Читаем без скачивания Обелиск для фуфлыжника - Илья Деревянко
Шрифт:
Интервал:
Закладка:
– Сколько? – как бы невзначай поинтересовался Снегирев.
– Четыреста тысяч долларов, – ввиду кошмарной неминуемой смерти коммерсант напрочь забыл о врожденной скупости. – Все. Все отдам! Только не убивайте!
Игорь долго молчал, будто бы мучаясь в сомнениях.
– Черт с тобой! Уговорил, – смилостивился наконец он. – Но смотри, любезный, без фокусов...
* * *После ухода бандитов, дочиста опустошивших сокровенный потайной сейф (на квартире у Елкина побывали Снежок с Каштаном), Сергей Игнатьевич сперва испытывал невероятное душевное облегчение (ведь в прямом смысле – живым из могилы выбрался), но затем, мало-мальски опомнившись, воспылал звериной ненавистью и неистовой жаждой мщения.
– Обобрали до нитки, скоты! Бандюги проклятые, – злобно хрипел он, вышагивая из угла в угол. – До костей обглодали, волчары, – тут Елкин вспомнил сон о скелетах в погребе и взревел паровозной сиреной: – Выблядки! Подобные вещи вам с рук не сойдут. Даже не надейтесь. Я тебе, Антоша, устрою! Покажу, где раки зимуют!

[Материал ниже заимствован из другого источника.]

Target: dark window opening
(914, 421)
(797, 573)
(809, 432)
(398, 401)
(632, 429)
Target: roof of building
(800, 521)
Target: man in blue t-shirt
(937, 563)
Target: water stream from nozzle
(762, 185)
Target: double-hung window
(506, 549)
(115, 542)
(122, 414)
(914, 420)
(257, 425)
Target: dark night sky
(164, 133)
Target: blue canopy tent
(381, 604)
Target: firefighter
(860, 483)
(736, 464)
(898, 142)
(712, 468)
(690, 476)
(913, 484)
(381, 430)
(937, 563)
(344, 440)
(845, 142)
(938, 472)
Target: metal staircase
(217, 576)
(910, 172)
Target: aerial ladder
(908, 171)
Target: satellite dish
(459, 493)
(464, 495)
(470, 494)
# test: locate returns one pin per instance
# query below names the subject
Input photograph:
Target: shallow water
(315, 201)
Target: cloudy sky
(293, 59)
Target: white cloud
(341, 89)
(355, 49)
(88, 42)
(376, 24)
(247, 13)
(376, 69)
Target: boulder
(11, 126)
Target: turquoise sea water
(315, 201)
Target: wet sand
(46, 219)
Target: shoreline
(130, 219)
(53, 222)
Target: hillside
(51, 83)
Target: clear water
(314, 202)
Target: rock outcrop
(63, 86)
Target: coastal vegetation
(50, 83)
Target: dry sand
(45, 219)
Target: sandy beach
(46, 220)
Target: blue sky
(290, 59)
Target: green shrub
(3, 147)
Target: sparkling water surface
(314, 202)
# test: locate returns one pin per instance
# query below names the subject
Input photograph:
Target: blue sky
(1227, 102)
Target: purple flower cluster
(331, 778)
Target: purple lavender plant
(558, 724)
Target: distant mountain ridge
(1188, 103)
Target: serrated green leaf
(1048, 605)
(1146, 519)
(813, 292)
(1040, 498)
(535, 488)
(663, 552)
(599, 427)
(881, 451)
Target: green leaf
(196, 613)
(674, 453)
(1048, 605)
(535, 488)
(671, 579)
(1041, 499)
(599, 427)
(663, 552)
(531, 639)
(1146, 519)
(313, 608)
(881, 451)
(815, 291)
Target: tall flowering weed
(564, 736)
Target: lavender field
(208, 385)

Одичавший взгляд коммерсанта случайно упал на пачку денег (около полутора тысяч деноминированных рублей), великодушно оставленных Снегиревым «на хлеб», и взрыв бешенства едва не довел Сергея Игнатьевича до инсульта. Лицо налилось темной, дурной кровью, в глазах почернело, ноги сделались свинцовыми, непослушными. Он опустился на диван, жадно хватая воздух широко разинутым ртом. Однако ничего страшного не произошло. Видать, в очередной раз оправдалась поговорка «говно не тонет». Спустя пять минут давление нормализовалось, дыхание выровнялось, голова прояснилась. Елкин выпил стакан коньяка – «сосуды расширить», выкурил сигарету и окончательно решил, как именно отомстит Антону с компанией: сдаст руоповцам Касаткина. Подполковник сам придумает, на чем их подловить. Вениамин Михайлович – ментяра матерый, опытный, немало хитростей в арсенале имеет, а за труды он, Елкин, обещает руоповцам долю – положим, тысяч тридцать... или двадцать... или лучше десять. Да, десять! Вполне достаточно! Сергей Игнатьевич воспрял духом.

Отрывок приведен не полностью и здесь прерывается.